While KYC has been a mandatory requirement to buy a life insurance policy, it was not mandatory to buy health insurance and general insurance, such as travel insurance, motor insurance, and home insurance. Until December 31, 2022, providing KYC documents, such as PAN card and Aadhar card at the time of a health insurance policy claim, was required if the claim amount was greater than Rs 1 lakh.
So, as per the new rules, from January 1, 2023, the insurers are required to conduct a KYC exercise before selling an insurance policy. The insurance regulator has provided a time frame to the insurers for collecting KYC documents from existing customers. The insurers can complete the KYC of their low-risk customers within 2 years and high-risk customers within 1 year.

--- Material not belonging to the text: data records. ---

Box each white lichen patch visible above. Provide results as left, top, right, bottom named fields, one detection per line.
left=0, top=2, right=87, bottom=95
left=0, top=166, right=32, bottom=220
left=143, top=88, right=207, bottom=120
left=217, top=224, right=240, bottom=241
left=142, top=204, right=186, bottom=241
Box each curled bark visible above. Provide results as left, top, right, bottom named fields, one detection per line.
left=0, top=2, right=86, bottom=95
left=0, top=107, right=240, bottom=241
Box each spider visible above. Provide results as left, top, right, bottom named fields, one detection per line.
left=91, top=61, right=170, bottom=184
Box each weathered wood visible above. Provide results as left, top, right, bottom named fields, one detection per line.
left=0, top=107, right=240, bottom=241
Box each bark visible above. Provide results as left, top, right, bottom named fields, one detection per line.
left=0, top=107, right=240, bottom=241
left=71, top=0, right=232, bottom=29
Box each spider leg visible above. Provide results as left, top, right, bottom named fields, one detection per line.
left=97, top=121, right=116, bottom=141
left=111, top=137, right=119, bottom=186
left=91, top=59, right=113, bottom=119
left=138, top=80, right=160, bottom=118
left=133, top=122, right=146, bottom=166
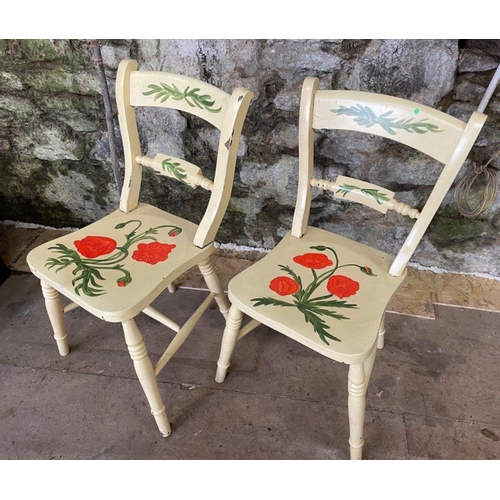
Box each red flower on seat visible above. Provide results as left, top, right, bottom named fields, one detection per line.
left=74, top=236, right=116, bottom=259
left=132, top=241, right=176, bottom=265
left=269, top=276, right=300, bottom=297
left=326, top=275, right=359, bottom=299
left=293, top=253, right=333, bottom=269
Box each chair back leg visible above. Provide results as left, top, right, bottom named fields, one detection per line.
left=215, top=305, right=243, bottom=384
left=198, top=258, right=230, bottom=319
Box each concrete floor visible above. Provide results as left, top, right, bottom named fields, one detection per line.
left=0, top=225, right=500, bottom=460
left=0, top=273, right=500, bottom=460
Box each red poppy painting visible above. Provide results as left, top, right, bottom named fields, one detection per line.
left=269, top=276, right=300, bottom=297
left=132, top=241, right=175, bottom=266
left=45, top=219, right=182, bottom=297
left=251, top=245, right=375, bottom=345
left=74, top=236, right=116, bottom=259
left=326, top=275, right=359, bottom=299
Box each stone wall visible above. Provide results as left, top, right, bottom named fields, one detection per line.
left=0, top=40, right=500, bottom=277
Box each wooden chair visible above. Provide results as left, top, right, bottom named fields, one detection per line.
left=216, top=77, right=486, bottom=459
left=28, top=60, right=253, bottom=437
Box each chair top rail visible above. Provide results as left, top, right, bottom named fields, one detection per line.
left=312, top=90, right=466, bottom=163
left=130, top=71, right=230, bottom=130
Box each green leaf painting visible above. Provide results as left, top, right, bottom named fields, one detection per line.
left=251, top=245, right=375, bottom=345
left=161, top=158, right=186, bottom=181
left=45, top=219, right=182, bottom=297
left=337, top=184, right=390, bottom=205
left=330, top=104, right=442, bottom=135
left=143, top=83, right=222, bottom=113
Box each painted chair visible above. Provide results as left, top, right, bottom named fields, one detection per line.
left=216, top=77, right=486, bottom=459
left=28, top=60, right=253, bottom=437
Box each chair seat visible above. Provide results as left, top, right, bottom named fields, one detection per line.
left=27, top=203, right=213, bottom=322
left=229, top=227, right=406, bottom=363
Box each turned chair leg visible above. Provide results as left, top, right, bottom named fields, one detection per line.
left=347, top=348, right=377, bottom=460
left=215, top=305, right=243, bottom=383
left=40, top=281, right=69, bottom=356
left=122, top=319, right=172, bottom=437
left=377, top=313, right=385, bottom=349
left=198, top=258, right=230, bottom=319
left=347, top=363, right=366, bottom=460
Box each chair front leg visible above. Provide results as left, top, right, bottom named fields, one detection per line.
left=377, top=313, right=385, bottom=349
left=215, top=304, right=243, bottom=383
left=122, top=319, right=172, bottom=437
left=198, top=258, right=230, bottom=319
left=347, top=363, right=366, bottom=460
left=40, top=280, right=69, bottom=356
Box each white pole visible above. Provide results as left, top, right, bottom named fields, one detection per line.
left=477, top=64, right=500, bottom=113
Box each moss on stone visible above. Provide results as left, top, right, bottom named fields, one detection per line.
left=19, top=39, right=59, bottom=61
left=428, top=217, right=496, bottom=251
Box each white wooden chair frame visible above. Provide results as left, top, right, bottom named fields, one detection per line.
left=28, top=60, right=253, bottom=436
left=216, top=77, right=486, bottom=459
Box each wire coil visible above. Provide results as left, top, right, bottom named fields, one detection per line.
left=455, top=149, right=500, bottom=217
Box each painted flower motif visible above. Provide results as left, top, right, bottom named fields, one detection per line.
left=326, top=275, right=359, bottom=299
left=116, top=277, right=130, bottom=288
left=168, top=227, right=182, bottom=237
left=293, top=253, right=333, bottom=269
left=73, top=236, right=116, bottom=259
left=269, top=276, right=300, bottom=297
left=132, top=241, right=176, bottom=265
left=359, top=266, right=376, bottom=276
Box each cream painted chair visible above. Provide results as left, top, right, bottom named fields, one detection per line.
left=28, top=60, right=253, bottom=436
left=216, top=77, right=486, bottom=459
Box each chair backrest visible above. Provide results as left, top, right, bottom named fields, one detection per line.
left=292, top=77, right=487, bottom=276
left=116, top=59, right=253, bottom=248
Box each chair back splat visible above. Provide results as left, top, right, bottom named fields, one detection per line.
left=28, top=60, right=253, bottom=436
left=215, top=77, right=486, bottom=459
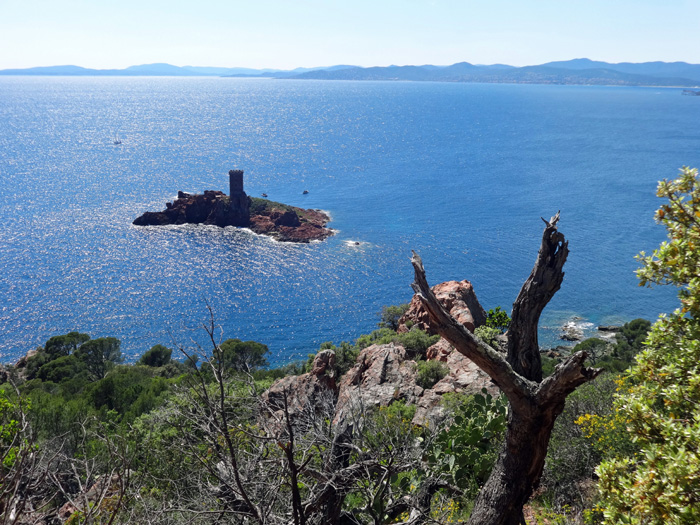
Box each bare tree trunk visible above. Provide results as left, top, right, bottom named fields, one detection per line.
left=412, top=213, right=601, bottom=525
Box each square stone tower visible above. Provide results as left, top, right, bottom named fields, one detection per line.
left=225, top=170, right=250, bottom=226
left=228, top=170, right=243, bottom=197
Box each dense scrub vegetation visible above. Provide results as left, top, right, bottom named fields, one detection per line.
left=0, top=169, right=700, bottom=525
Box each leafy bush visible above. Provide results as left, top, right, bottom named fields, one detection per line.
left=486, top=306, right=510, bottom=334
left=416, top=360, right=450, bottom=388
left=474, top=325, right=503, bottom=348
left=139, top=345, right=173, bottom=367
left=428, top=389, right=508, bottom=496
left=221, top=339, right=268, bottom=372
left=378, top=303, right=409, bottom=332
left=73, top=337, right=124, bottom=380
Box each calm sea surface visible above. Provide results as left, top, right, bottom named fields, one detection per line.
left=0, top=77, right=700, bottom=364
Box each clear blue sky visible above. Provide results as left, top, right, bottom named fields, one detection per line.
left=0, top=0, right=700, bottom=69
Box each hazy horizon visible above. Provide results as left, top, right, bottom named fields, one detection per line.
left=0, top=0, right=700, bottom=70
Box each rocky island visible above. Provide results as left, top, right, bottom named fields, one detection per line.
left=133, top=170, right=335, bottom=242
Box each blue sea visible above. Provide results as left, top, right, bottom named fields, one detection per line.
left=0, top=77, right=700, bottom=364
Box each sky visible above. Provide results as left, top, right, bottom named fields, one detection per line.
left=0, top=0, right=700, bottom=69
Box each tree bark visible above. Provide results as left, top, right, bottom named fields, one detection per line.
left=411, top=213, right=601, bottom=525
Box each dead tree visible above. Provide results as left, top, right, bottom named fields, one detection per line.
left=411, top=212, right=601, bottom=525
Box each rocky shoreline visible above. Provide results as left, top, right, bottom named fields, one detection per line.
left=133, top=170, right=335, bottom=243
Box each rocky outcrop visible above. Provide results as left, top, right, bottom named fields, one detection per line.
left=134, top=190, right=250, bottom=227
left=334, top=343, right=423, bottom=424
left=398, top=280, right=486, bottom=335
left=248, top=207, right=335, bottom=242
left=263, top=339, right=498, bottom=428
left=134, top=190, right=334, bottom=243
left=262, top=350, right=337, bottom=421
left=413, top=339, right=498, bottom=425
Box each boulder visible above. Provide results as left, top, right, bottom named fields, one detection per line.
left=398, top=279, right=486, bottom=335
left=333, top=343, right=423, bottom=426
left=262, top=350, right=337, bottom=420
left=413, top=339, right=499, bottom=425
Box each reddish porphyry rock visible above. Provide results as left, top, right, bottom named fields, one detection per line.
left=398, top=279, right=486, bottom=335
left=134, top=190, right=335, bottom=243
left=413, top=339, right=499, bottom=425
left=334, top=343, right=423, bottom=424
left=262, top=350, right=337, bottom=419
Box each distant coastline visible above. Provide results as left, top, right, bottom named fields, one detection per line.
left=0, top=58, right=700, bottom=88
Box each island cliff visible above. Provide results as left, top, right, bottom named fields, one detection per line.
left=133, top=170, right=334, bottom=242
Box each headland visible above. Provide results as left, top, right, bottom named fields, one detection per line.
left=133, top=170, right=335, bottom=242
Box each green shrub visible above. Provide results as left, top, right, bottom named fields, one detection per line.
left=486, top=306, right=510, bottom=334
left=139, top=345, right=173, bottom=367
left=416, top=361, right=450, bottom=388
left=474, top=325, right=503, bottom=348
left=379, top=303, right=408, bottom=332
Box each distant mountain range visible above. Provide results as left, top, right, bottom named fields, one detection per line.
left=0, top=58, right=700, bottom=87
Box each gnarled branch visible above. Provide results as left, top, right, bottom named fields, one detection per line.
left=508, top=212, right=569, bottom=383
left=411, top=252, right=537, bottom=405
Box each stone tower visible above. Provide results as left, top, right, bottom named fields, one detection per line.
left=228, top=170, right=243, bottom=197
left=226, top=170, right=250, bottom=226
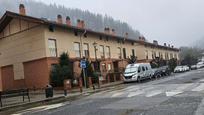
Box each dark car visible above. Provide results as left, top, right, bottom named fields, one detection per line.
left=160, top=66, right=171, bottom=76
left=152, top=68, right=162, bottom=78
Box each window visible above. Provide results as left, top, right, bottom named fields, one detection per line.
left=117, top=47, right=121, bottom=58
left=108, top=64, right=112, bottom=71
left=145, top=50, right=148, bottom=59
left=106, top=46, right=110, bottom=58
left=101, top=63, right=106, bottom=72
left=48, top=39, right=57, bottom=57
left=123, top=48, right=126, bottom=59
left=99, top=36, right=103, bottom=40
left=174, top=54, right=177, bottom=59
left=142, top=67, right=145, bottom=71
left=74, top=42, right=81, bottom=57
left=83, top=43, right=89, bottom=57
left=99, top=45, right=104, bottom=57
left=165, top=52, right=169, bottom=60
left=132, top=49, right=135, bottom=56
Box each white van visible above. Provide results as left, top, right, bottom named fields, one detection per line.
left=123, top=63, right=153, bottom=82
left=197, top=62, right=204, bottom=69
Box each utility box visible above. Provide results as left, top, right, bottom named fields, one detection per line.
left=45, top=85, right=53, bottom=98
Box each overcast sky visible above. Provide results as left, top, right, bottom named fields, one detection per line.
left=33, top=0, right=204, bottom=47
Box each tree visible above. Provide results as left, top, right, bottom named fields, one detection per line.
left=180, top=47, right=203, bottom=66
left=168, top=58, right=177, bottom=72
left=128, top=55, right=137, bottom=64
left=51, top=52, right=73, bottom=87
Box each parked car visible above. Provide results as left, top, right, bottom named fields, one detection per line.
left=183, top=65, right=190, bottom=71
left=152, top=68, right=162, bottom=78
left=174, top=66, right=185, bottom=73
left=160, top=66, right=171, bottom=76
left=123, top=63, right=153, bottom=82
left=197, top=62, right=204, bottom=69
left=191, top=65, right=197, bottom=70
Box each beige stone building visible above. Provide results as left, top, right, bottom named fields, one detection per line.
left=0, top=5, right=179, bottom=90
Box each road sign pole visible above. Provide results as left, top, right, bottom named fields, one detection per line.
left=83, top=68, right=87, bottom=88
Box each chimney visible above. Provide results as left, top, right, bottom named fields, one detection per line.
left=168, top=44, right=171, bottom=47
left=153, top=40, right=158, bottom=45
left=125, top=32, right=129, bottom=38
left=112, top=29, right=115, bottom=35
left=19, top=4, right=26, bottom=15
left=81, top=20, right=86, bottom=28
left=66, top=16, right=71, bottom=26
left=104, top=27, right=110, bottom=34
left=164, top=43, right=166, bottom=46
left=77, top=19, right=81, bottom=28
left=57, top=14, right=63, bottom=24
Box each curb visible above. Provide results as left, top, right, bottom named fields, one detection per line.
left=0, top=82, right=123, bottom=112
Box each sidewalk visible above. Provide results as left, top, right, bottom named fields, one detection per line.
left=0, top=81, right=122, bottom=111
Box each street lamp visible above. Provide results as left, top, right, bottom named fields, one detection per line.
left=80, top=29, right=87, bottom=88
left=93, top=42, right=97, bottom=60
left=93, top=42, right=100, bottom=88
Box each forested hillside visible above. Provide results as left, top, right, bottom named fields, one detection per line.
left=0, top=0, right=139, bottom=39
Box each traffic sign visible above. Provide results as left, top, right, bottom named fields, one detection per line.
left=80, top=60, right=86, bottom=69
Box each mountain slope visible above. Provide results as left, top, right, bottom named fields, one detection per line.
left=0, top=0, right=140, bottom=39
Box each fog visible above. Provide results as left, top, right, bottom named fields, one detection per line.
left=36, top=0, right=204, bottom=47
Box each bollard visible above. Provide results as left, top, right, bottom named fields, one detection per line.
left=79, top=78, right=83, bottom=93
left=45, top=85, right=53, bottom=98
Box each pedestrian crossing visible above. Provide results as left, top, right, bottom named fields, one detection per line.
left=89, top=83, right=204, bottom=98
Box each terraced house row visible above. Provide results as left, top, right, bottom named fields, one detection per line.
left=0, top=4, right=179, bottom=90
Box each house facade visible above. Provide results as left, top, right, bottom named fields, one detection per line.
left=0, top=4, right=179, bottom=90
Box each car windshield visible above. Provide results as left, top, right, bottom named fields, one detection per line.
left=125, top=67, right=137, bottom=73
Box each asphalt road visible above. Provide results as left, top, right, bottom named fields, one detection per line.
left=15, top=69, right=204, bottom=115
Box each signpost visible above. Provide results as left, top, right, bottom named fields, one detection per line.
left=80, top=59, right=86, bottom=87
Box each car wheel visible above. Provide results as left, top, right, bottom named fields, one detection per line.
left=137, top=76, right=141, bottom=83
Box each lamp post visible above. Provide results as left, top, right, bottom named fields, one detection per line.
left=93, top=42, right=97, bottom=60
left=80, top=29, right=87, bottom=88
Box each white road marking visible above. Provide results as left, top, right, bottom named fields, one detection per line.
left=146, top=90, right=162, bottom=97
left=176, top=83, right=193, bottom=91
left=166, top=90, right=183, bottom=97
left=127, top=91, right=144, bottom=97
left=192, top=83, right=204, bottom=91
left=200, top=79, right=204, bottom=81
left=12, top=103, right=65, bottom=115
left=111, top=92, right=123, bottom=97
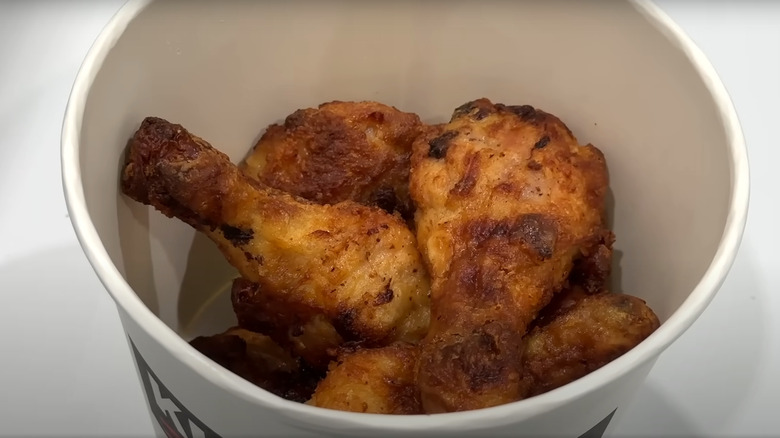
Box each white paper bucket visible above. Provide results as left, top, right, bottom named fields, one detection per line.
left=62, top=0, right=748, bottom=437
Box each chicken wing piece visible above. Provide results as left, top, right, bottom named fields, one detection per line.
left=307, top=343, right=423, bottom=414
left=410, top=99, right=608, bottom=413
left=522, top=290, right=660, bottom=397
left=121, top=117, right=430, bottom=366
left=190, top=328, right=322, bottom=403
left=239, top=101, right=422, bottom=219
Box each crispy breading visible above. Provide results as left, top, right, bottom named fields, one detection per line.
left=522, top=292, right=660, bottom=397
left=410, top=99, right=608, bottom=413
left=307, top=343, right=423, bottom=414
left=239, top=101, right=422, bottom=219
left=121, top=117, right=430, bottom=368
left=231, top=277, right=344, bottom=369
left=190, top=327, right=322, bottom=403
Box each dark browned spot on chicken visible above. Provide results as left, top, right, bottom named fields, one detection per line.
left=450, top=100, right=477, bottom=121
left=290, top=324, right=303, bottom=338
left=366, top=111, right=385, bottom=123
left=428, top=131, right=458, bottom=160
left=219, top=224, right=255, bottom=246
left=450, top=99, right=493, bottom=121
left=450, top=154, right=479, bottom=196
left=514, top=213, right=558, bottom=259
left=527, top=160, right=542, bottom=170
left=534, top=135, right=550, bottom=149
left=506, top=105, right=536, bottom=121
left=448, top=260, right=508, bottom=307
left=441, top=330, right=505, bottom=392
left=371, top=187, right=400, bottom=214
left=309, top=230, right=330, bottom=239
left=333, top=307, right=360, bottom=341
left=374, top=281, right=395, bottom=306
left=284, top=109, right=309, bottom=129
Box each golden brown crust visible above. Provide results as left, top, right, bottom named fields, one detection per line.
left=190, top=327, right=321, bottom=403
left=307, top=343, right=423, bottom=415
left=122, top=117, right=430, bottom=370
left=410, top=99, right=608, bottom=413
left=240, top=101, right=422, bottom=219
left=522, top=292, right=660, bottom=397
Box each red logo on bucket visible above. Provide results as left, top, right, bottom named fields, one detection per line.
left=128, top=338, right=617, bottom=438
left=130, top=339, right=220, bottom=438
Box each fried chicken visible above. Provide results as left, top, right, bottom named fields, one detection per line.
left=239, top=101, right=422, bottom=220
left=307, top=343, right=423, bottom=414
left=190, top=327, right=321, bottom=403
left=121, top=117, right=430, bottom=366
left=231, top=277, right=344, bottom=369
left=522, top=289, right=660, bottom=397
left=410, top=99, right=608, bottom=413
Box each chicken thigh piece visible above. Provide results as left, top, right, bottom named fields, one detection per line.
left=410, top=99, right=608, bottom=413
left=239, top=101, right=422, bottom=220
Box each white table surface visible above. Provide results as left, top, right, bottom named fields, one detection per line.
left=0, top=0, right=780, bottom=437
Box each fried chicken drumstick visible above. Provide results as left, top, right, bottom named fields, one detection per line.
left=239, top=101, right=422, bottom=220
left=121, top=117, right=430, bottom=366
left=307, top=343, right=423, bottom=415
left=410, top=99, right=608, bottom=413
left=522, top=289, right=660, bottom=397
left=307, top=284, right=659, bottom=414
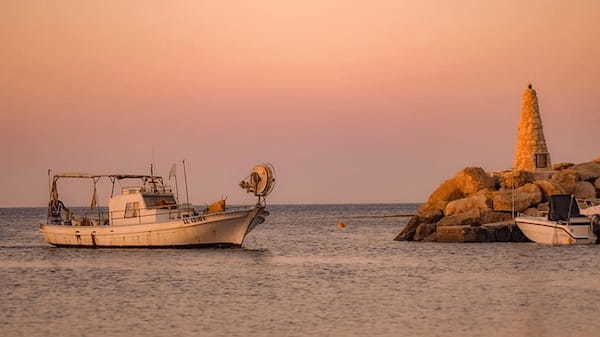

To ensure all the existing customers are KYC-compliant, the insurers have started intimating the customers through emails and SMSs. While it is not mandatory for existing customers to complete their KYC, if your policy is due for renewal after January 1, 2023, you likely have to provide the KYC documents to the insurer.
In separate news, apart from the new KYC rules, the regulator has asked the life insurance and health insurance companies to settle the Covid-19 claims at the earliest. It was seen in the first and second waves of Covid-19 that some hospitals were asking for deposits for Covid-19 treatments despite the patients having cashless policies. The IRDAI has urged insurers to ensure that hospitals do not take such deposits for covid-19 hospitalisation. The insurers are advised to reduce paperwork and report data in a set format to avoid discrepancies.
How to become KYC compliant?
Existing customers who have not yet submitted the KYC documents to the insurer can contact their insurance provider to complete their KYC. The new/existing customers who are unable to complete their KYC may not be able to purchase/renew their insurance policy.
KYC documents include photo IDs, such as PAN card, Aadhar card, Driving Licence, passport, etc., and Address proof, such as utility bill, Aadhar card, driving licence, passport, voter ID, etc.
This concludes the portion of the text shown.